Each evening as dusk falls, about 100 officers fan out across the plain of Bagan covering 50km2, sweeping flashlights over the crumbling monuments to scour for intruders.
“Our security forces are patrolling day and night,” Police Lieutenant Colonel Sein Win told reporters. “We have it under control for the moment, but it’s a challenge.”
Photo: AFP
The central Burmese city is strewn with more than 3,500 ancient monuments — stupas, temples, murals and sculptures — and was finally added to the prestigious UNESCO world heritage list last year.
However, the pandemic has stymied plans to capitalize on Bagan’s newfound status.
The dearth of visitors means temples and hotels lie empty, crushing the livelihoods of locals and opening doors to opportunistic burglars.
In a spate of break-ins across the holy site early last month, robbers looted 12 temples, swiping a range of relics, including copper stupas, ancient coins and jade jewelry.
The 35th Battalion regional police squad have been deployed to bolster local tourism police and firefighters, the teams ranging across the site by jeeps and motorbikes, and on foot.
“It’s not easy to patrol, as the area is so big,” one police officer said through his mask, worn by all on duty to protect against COVID-19.
They also need to be on their guard against the area’s numerous venomous snakes, he added, asking not to be named.
For now, the extra security seems to have thwarted any break-ins at the most prestigious temples.

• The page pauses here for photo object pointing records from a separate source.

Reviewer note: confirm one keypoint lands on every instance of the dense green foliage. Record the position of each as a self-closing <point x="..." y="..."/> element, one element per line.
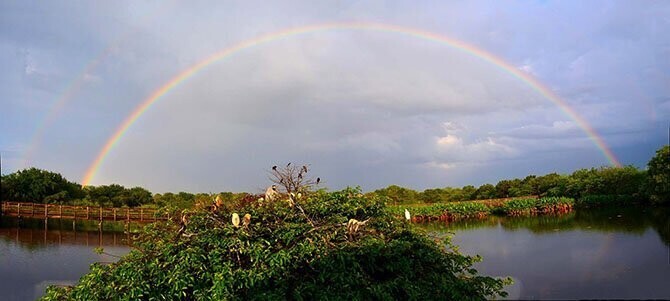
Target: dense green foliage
<point x="626" y="180"/>
<point x="479" y="209"/>
<point x="659" y="176"/>
<point x="280" y="255"/>
<point x="30" y="185"/>
<point x="529" y="206"/>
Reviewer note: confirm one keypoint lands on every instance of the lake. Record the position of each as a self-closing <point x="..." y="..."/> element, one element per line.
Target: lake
<point x="33" y="256"/>
<point x="603" y="253"/>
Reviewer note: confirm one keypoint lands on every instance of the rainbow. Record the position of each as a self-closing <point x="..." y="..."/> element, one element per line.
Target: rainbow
<point x="76" y="85"/>
<point x="266" y="38"/>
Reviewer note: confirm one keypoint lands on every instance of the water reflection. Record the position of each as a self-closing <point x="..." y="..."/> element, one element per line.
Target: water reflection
<point x="613" y="253"/>
<point x="35" y="253"/>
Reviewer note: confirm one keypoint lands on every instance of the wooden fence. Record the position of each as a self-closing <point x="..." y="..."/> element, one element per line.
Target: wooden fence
<point x="34" y="210"/>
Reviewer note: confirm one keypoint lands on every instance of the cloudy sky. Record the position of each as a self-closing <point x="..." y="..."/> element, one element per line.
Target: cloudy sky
<point x="363" y="107"/>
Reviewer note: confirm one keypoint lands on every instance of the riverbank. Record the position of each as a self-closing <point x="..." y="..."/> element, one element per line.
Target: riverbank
<point x="523" y="206"/>
<point x="614" y="252"/>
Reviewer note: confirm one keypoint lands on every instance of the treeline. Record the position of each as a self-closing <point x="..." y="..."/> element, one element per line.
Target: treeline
<point x="651" y="184"/>
<point x="42" y="186"/>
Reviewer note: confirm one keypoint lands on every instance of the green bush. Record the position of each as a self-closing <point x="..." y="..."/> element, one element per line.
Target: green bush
<point x="285" y="254"/>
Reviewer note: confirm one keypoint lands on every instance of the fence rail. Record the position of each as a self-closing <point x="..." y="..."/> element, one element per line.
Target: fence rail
<point x="35" y="210"/>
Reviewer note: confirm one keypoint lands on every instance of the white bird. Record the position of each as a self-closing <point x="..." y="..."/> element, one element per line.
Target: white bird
<point x="236" y="220"/>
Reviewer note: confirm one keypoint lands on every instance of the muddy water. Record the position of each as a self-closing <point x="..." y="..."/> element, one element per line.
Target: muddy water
<point x="612" y="253"/>
<point x="35" y="254"/>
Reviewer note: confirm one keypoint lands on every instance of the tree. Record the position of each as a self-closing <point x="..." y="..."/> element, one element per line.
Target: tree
<point x="39" y="186"/>
<point x="658" y="175"/>
<point x="486" y="191"/>
<point x="399" y="195"/>
<point x="280" y="256"/>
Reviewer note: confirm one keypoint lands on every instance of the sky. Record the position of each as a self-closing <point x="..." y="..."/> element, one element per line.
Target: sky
<point x="364" y="108"/>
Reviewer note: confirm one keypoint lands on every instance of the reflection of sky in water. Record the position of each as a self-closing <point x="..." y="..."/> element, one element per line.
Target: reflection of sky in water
<point x="570" y="262"/>
<point x="28" y="266"/>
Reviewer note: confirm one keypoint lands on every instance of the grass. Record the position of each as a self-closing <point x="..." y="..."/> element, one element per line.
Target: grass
<point x="482" y="208"/>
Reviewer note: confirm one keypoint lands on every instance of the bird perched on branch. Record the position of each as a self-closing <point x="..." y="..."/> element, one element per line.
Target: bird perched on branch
<point x="246" y="220"/>
<point x="271" y="193"/>
<point x="236" y="220"/>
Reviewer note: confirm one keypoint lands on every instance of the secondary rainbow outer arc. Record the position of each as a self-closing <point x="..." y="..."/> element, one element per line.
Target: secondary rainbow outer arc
<point x="453" y="43"/>
<point x="78" y="82"/>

Some of the relics date back to the 11th to 13th century, an era when Bagan was the capital of a regional empire.
This is the first time in decades the site has been so seriously targeted, said Myint Than, deputy director of Bagan’s archeological department, as he showed at one stupa how the looters scaled the walls to enter from the roof.
“When there were tourists here, there were no burglaries,” he said, adding that he believes this is the work of outsiders.
Even if locals’ livelihoods have been devastated by the tourist downturn, he said he does not believe they would “betray their heritage.”
Times are hard in an area dependent on tourism.
Bagan welcomed nearly 500,000 visitors last year, while this year the figure was 130,000 up until the country’s New Year festival in April and much of the area has been closed to tourists since.
Hotels and restaurants lie shuttered, while the hawkers and tuk-tuk drivers not lucky enough to clinch rare construction or farming work wait in vain for customers among the deserted lanes connecting the temples.
Souvenir seller Wyne Yee, 46, said the money she makes in April alone usually keeps food on her family’s table for the following six months.
“But this year we have no money left,” she said.
She said she was saddened by the desecration of the temples, but — like others in the area — was convinced that a curse will see the crooks receive their comeuppance.
“The Bagan temples will not tolerate it,” she said. “The robbers will be dealt with.”